ENHANCING MINORITY CLASS DETECTION IN INTRUSION DETECTION SYSTEMS USING GAN-BASED DATA AUGMENTATION: A HEURISTIC STUDY


Creative Commons License

Kılıç A., Özçelik I.

4. INTERNATIONAL PARIS CONGRESS ON APPLIED SCIENCES, Paris, France, 5 - 09 February 2025, pp.71-77, (Full Text)

  • Publication Type: Conference Paper / Full Text
  • City: Paris
  • Country: France
  • Page Numbers: pp.71-77
  • Eskisehir Osmangazi University Affiliated: Yes

Abstract

When classifying imbalanced datasets, the classification performance of minority classes is often low. In this study, the effect of the Generative Adversarial Network (GAN) data augmentation method on the minority classes, which exhibit poor performance in intrusion detection systems (IDS), a significant problem in the field of cybersecurity, has been investigated. The inability to detect minority class attacks can lead to serious security vulnerabilities.
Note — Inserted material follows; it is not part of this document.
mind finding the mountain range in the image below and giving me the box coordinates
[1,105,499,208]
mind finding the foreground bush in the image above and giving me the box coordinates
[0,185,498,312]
The main objective of the study is to examine the change in the performance of machine learning (ML) methods, which are affected at varying levels by imbalanced datasets, after the use of GAN. In this study, data augmentation was performed using the GAN method on the UNSW-NB15 dataset, and the classification performance of Random Forest Classifier and AdaBoost methods was compared before and after data augmentation. The success of the process was analyzed using metrics such as accuracy, precision, recall, and F1-score. Following GAN-based data augmentation, significant improvements in metrics such as accuracy, recall, and F1-score were observed in the Random Forest Classifier model, which is particularly effective in high-dimensional datasets. The accuracy of the Random Forest Classifier model increased from 83.57% to 98.43%, corresponding to an improvement of approximately 15%. AdaBoost, which generally performs better on imbalanced datasets, showed limited improvement (8% increase) in accuracy, increasing from 86.50% to 94.67 % when the imbalance was eliminated. This study is expected to provide a useful reference for understanding the impact of GAN-based data augmentation techniques on improving the detection performance of IDSs in minority classes.